This article from Catholic Culture, while noting the dismissal of a bishop who was convicted of criminal charges, reminds us that the situation regarding accountability for the sexual abuse in the Church has hardly changed and that is very sad.
Bishop Finn had to go. When he was convicted on criminal charges, he became the poster boy for the American bishops’ mishandling of the sex-abuse crisis. He was an irresistible target for critics of Catholicism: a walking, talking symbol of episcopal negligence.
The bishop’s defenders have said that he was not properly informed about the Ratigan case. That’s true, but it’s not an adequate defense. They say that his subordinates and counselors gave him bad advice. Also true, but irrelevant. We’ve heard those arguments too many times. The fact remains that when he was alerted to the fact that a troubled priest had engaged in inappropriate activities with young children, Bishop Finn did not take prompt and decisive action. He let the problem fester—as so many other bishops have let so many other problems fester—with disastrous results for everyone involved.

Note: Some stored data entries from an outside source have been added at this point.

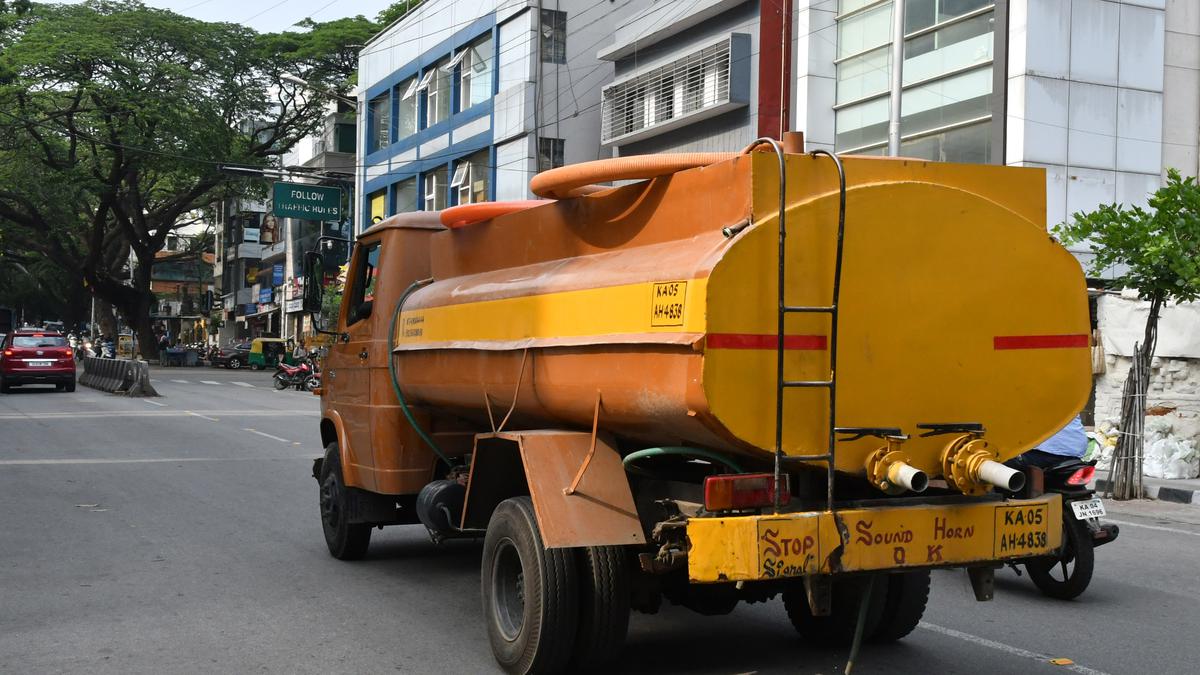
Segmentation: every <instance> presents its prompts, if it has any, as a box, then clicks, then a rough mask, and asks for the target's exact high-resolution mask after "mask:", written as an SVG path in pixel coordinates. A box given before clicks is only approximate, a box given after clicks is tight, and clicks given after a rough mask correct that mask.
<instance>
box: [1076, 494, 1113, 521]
mask: <svg viewBox="0 0 1200 675" xmlns="http://www.w3.org/2000/svg"><path fill="white" fill-rule="evenodd" d="M1070 508H1072V509H1074V512H1075V518H1078V519H1080V520H1084V519H1087V518H1104V516H1105V515H1108V513H1105V510H1104V502H1102V501H1100V500H1099V498H1094V500H1086V501H1082V502H1070Z"/></svg>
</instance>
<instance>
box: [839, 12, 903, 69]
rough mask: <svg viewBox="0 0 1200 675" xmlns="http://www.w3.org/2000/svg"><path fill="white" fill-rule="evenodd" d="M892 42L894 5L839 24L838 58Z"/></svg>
mask: <svg viewBox="0 0 1200 675" xmlns="http://www.w3.org/2000/svg"><path fill="white" fill-rule="evenodd" d="M890 40H892V4H890V2H889V4H887V5H880V6H878V7H875V8H871V10H868V11H865V12H863V13H860V14H854V16H853V17H850V18H847V19H844V20H840V22H838V58H839V59H844V58H846V56H848V55H851V54H858V53H859V52H865V50H868V49H871V48H875V47H878V46H881V44H887V43H888V42H890Z"/></svg>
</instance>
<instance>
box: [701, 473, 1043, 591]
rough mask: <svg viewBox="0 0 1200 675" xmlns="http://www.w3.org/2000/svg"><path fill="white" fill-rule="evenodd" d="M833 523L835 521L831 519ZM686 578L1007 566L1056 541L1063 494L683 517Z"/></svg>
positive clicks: (703, 580) (1029, 555)
mask: <svg viewBox="0 0 1200 675" xmlns="http://www.w3.org/2000/svg"><path fill="white" fill-rule="evenodd" d="M839 521H840V522H839ZM688 540H689V550H688V575H689V578H690V579H691V580H692V581H696V583H716V581H742V580H748V581H749V580H763V579H779V578H786V577H804V575H812V574H841V573H852V572H869V571H886V569H904V568H920V567H960V566H966V565H978V563H988V562H995V563H1000V562H1006V561H1012V560H1019V558H1025V557H1034V556H1040V555H1046V554H1050V552H1052V551H1056V550H1057V549H1058V548H1060V546H1061V545H1062V500H1061V496H1060V495H1054V494H1050V495H1043V496H1040V497H1037V498H1033V500H1006V501H972V502H965V503H964V502H958V503H925V504H917V506H890V504H889V506H872V507H863V508H847V509H839V510H838V512H836V519H835V516H834V514H830V513H828V512H804V513H787V514H778V515H742V516H730V518H694V519H691V520H689V521H688Z"/></svg>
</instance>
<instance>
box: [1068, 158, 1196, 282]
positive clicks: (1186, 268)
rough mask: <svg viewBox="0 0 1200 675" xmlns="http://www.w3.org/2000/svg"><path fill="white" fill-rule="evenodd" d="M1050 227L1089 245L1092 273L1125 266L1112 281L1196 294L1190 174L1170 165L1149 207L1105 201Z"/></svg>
mask: <svg viewBox="0 0 1200 675" xmlns="http://www.w3.org/2000/svg"><path fill="white" fill-rule="evenodd" d="M1054 232H1055V234H1056V235H1057V237H1058V238H1060V239H1061V240H1062V241H1063V243H1064V244H1078V243H1084V241H1087V243H1090V244H1091V245H1092V247H1093V251H1094V253H1096V258H1094V259H1093V261H1092V263H1091V265H1090V267H1091V271H1092V274H1097V275H1098V274H1100V273H1102V271H1104V270H1106V269H1109V268H1111V267H1114V265H1122V267H1126V268H1127V271H1126V273H1124V274H1123V275H1122V276H1121V277H1120V279H1117V280H1116V283H1117V285H1118V286H1122V287H1126V288H1136V289H1138V292H1139V293H1140V294H1141V297H1142V298H1146V299H1152V300H1153V299H1158V300H1159V301H1164V300H1177V301H1190V300H1195V299H1198V298H1200V186H1198V185H1196V179H1195V178H1190V177H1189V178H1181V177H1180V172H1178V171H1176V169H1170V171H1169V172H1168V179H1166V185H1164V186H1163V187H1160V189H1159V190H1158V191H1157V192H1154V195H1153V196H1152V197H1151V198H1150V208H1148V209H1142V208H1140V207H1132V208H1129V207H1123V205H1118V204H1106V205H1102V207H1099V208H1098V209H1097V210H1094V211H1092V213H1079V214H1075V217H1074V222H1069V223H1063V225H1060V226H1057V227H1056V228H1055V231H1054Z"/></svg>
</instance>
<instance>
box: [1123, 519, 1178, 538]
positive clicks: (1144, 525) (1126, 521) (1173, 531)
mask: <svg viewBox="0 0 1200 675" xmlns="http://www.w3.org/2000/svg"><path fill="white" fill-rule="evenodd" d="M1103 521H1104V522H1114V524H1116V525H1128V526H1129V527H1141V528H1142V530H1157V531H1159V532H1171V533H1175V534H1189V536H1192V537H1200V532H1190V531H1188V530H1180V528H1177V527H1163V526H1162V525H1142V524H1141V522H1129V521H1128V520H1112V519H1111V518H1105V519H1103Z"/></svg>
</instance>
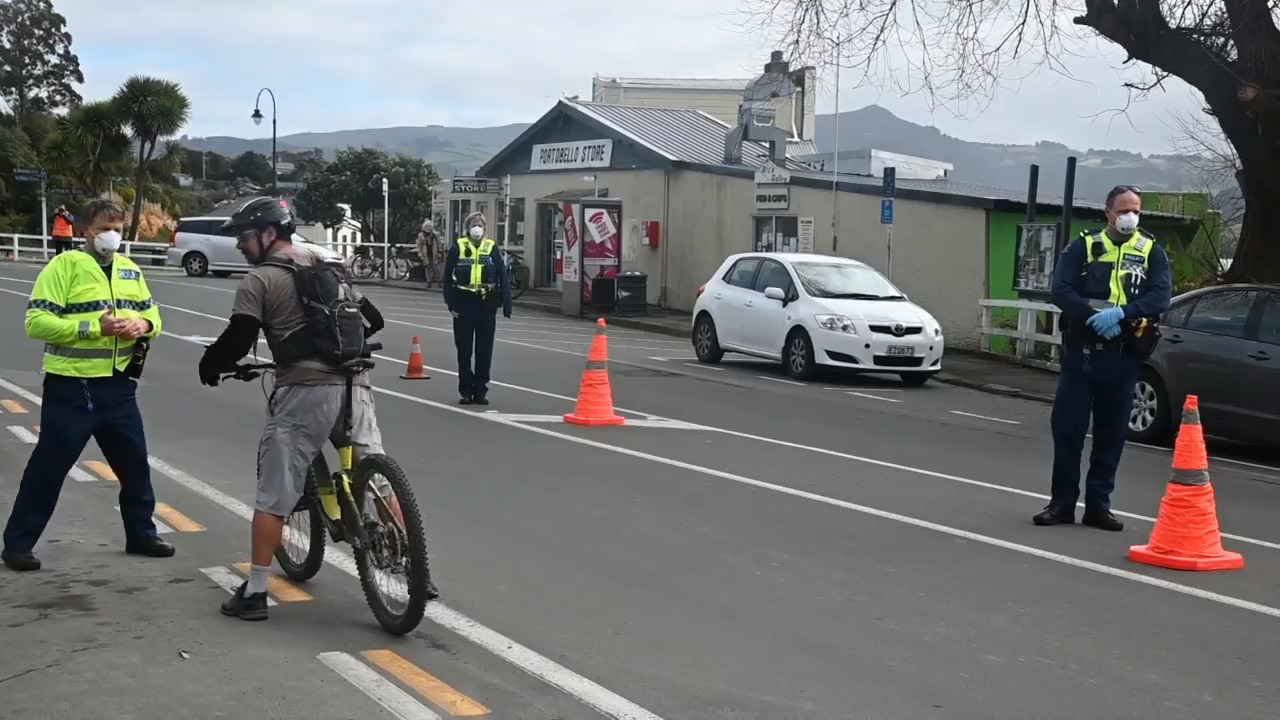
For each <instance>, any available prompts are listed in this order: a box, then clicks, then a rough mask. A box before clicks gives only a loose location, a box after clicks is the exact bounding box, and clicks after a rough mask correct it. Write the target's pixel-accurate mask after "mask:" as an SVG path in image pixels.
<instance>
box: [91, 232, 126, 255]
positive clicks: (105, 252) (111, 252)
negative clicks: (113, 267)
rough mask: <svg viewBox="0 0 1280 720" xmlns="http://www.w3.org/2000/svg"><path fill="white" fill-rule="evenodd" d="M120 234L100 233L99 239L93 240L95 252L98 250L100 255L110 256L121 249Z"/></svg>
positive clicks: (110, 233)
mask: <svg viewBox="0 0 1280 720" xmlns="http://www.w3.org/2000/svg"><path fill="white" fill-rule="evenodd" d="M120 240H122V238H120V233H118V232H115V231H105V232H100V233H97V237H95V238H93V250H96V251H97V252H99V255H110V254H113V252H115V251H116V250H119V249H120Z"/></svg>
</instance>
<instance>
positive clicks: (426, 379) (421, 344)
mask: <svg viewBox="0 0 1280 720" xmlns="http://www.w3.org/2000/svg"><path fill="white" fill-rule="evenodd" d="M401 378H403V379H406V380H429V379H431V375H428V374H426V365H424V364H422V340H421V338H420V337H417V336H413V347H412V348H411V350H410V351H408V369H407V370H404V374H403V375H401Z"/></svg>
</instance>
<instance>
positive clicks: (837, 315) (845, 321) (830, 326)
mask: <svg viewBox="0 0 1280 720" xmlns="http://www.w3.org/2000/svg"><path fill="white" fill-rule="evenodd" d="M813 320H814V322H815V323H818V327H819V328H822V329H824V331H831V332H835V333H849V334H858V329H856V328H855V327H854V322H852V320H850V319H849V318H847V316H845V315H814V316H813Z"/></svg>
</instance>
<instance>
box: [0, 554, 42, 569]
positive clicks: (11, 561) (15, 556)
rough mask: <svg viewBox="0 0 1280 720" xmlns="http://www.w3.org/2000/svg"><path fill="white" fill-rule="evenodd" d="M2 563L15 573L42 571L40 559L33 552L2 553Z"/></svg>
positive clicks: (0, 554) (1, 561)
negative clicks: (34, 570) (35, 570)
mask: <svg viewBox="0 0 1280 720" xmlns="http://www.w3.org/2000/svg"><path fill="white" fill-rule="evenodd" d="M0 562H4V564H5V566H6V568H9V569H10V570H13V571H14V573H31V571H33V570H40V559H38V557H36V555H35V553H32V552H8V551H5V552H0Z"/></svg>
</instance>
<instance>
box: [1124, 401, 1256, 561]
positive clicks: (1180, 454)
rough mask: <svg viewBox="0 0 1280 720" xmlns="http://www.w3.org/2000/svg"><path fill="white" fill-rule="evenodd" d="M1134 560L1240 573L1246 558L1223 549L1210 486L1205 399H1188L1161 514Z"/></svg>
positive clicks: (1130, 557)
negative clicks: (1204, 439)
mask: <svg viewBox="0 0 1280 720" xmlns="http://www.w3.org/2000/svg"><path fill="white" fill-rule="evenodd" d="M1129 560H1133V561H1134V562H1144V564H1147V565H1156V566H1157V568H1169V569H1171V570H1239V569H1240V568H1244V556H1243V555H1240V553H1239V552H1230V551H1228V550H1224V548H1222V533H1221V530H1220V529H1219V525H1217V501H1216V500H1213V486H1212V484H1210V482H1208V454H1207V452H1206V450H1204V430H1203V428H1201V424H1199V397H1197V396H1194V395H1188V396H1187V404H1185V405H1183V424H1181V427H1180V428H1179V429H1178V442H1176V445H1175V446H1174V473H1172V475H1171V477H1170V478H1169V487H1167V488H1166V489H1165V497H1164V500H1161V501H1160V515H1157V516H1156V527H1155V528H1152V529H1151V539H1149V541H1148V542H1147V544H1135V546H1133V547H1130V548H1129Z"/></svg>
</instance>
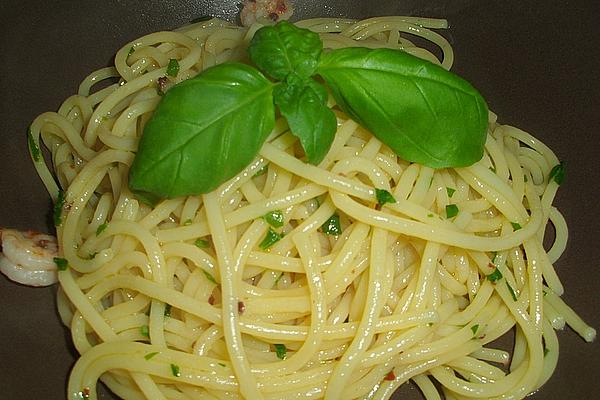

In Bishop Finn’s case this failure was particularly inexcusable because the results of negligence were so very well known. He could not get away with mumbling inanities about a “learning curve,” about not recognizing the severity of pedophilia, as other bishops had done a decade earlier. By 2011, every American bishop should have known that if there was one failure he absolutely must avoid, it was the failure to curb sexual abuse.
The announcement of Bishop Finn’s resignation comes, appropriately, on the same day as the news that the US bishops spent nearly $3 billion in the past decade to settle sex-abuse lawsuits. That reckoning understates the financial cost of the sex-abuse scandal, since it does not include the millions of dollars quietly paid out before 2004. And the financial cost, in turn, does not adequately summarize the staggering damage done to the Church. How many young lives were damaged? How many thousands were alienated from the faith? How many opportunities for evangelization were lost forever?
The truly remarkable thing about today’s announcement is not that Bishop Finn was forced to step down, but that he was the first American bishop forced to step down. (Cardinal Law left voluntarily in 2002; in fact when he originally submitted his resignation, it was declined.) Dozens of other bishops were as negligent, or worse. But they remained in office for years as the Church hierarchy came, ever so slowly, to the conclusion that even prelates must be held accountable….
Many questions remain to be answered. Will other prelates follow Bishop Finn out the chancery doors? Will the critics of Catholicism pick a new target of opportunity? Will retired bishops whose negligence has been demonstrated still be treated with deference, as if nothing happened? Will Pope Francis continue to defend his appointment of a Chilean bishop accused of ignoring abuse, even as lay members of his sex-abuse commission threaten to resign?
And in the future, will bishops be held responsible for proper handling of their duties in areas other than sexual abuse? Once accountability becomes the norm, all sorts of changes are possible.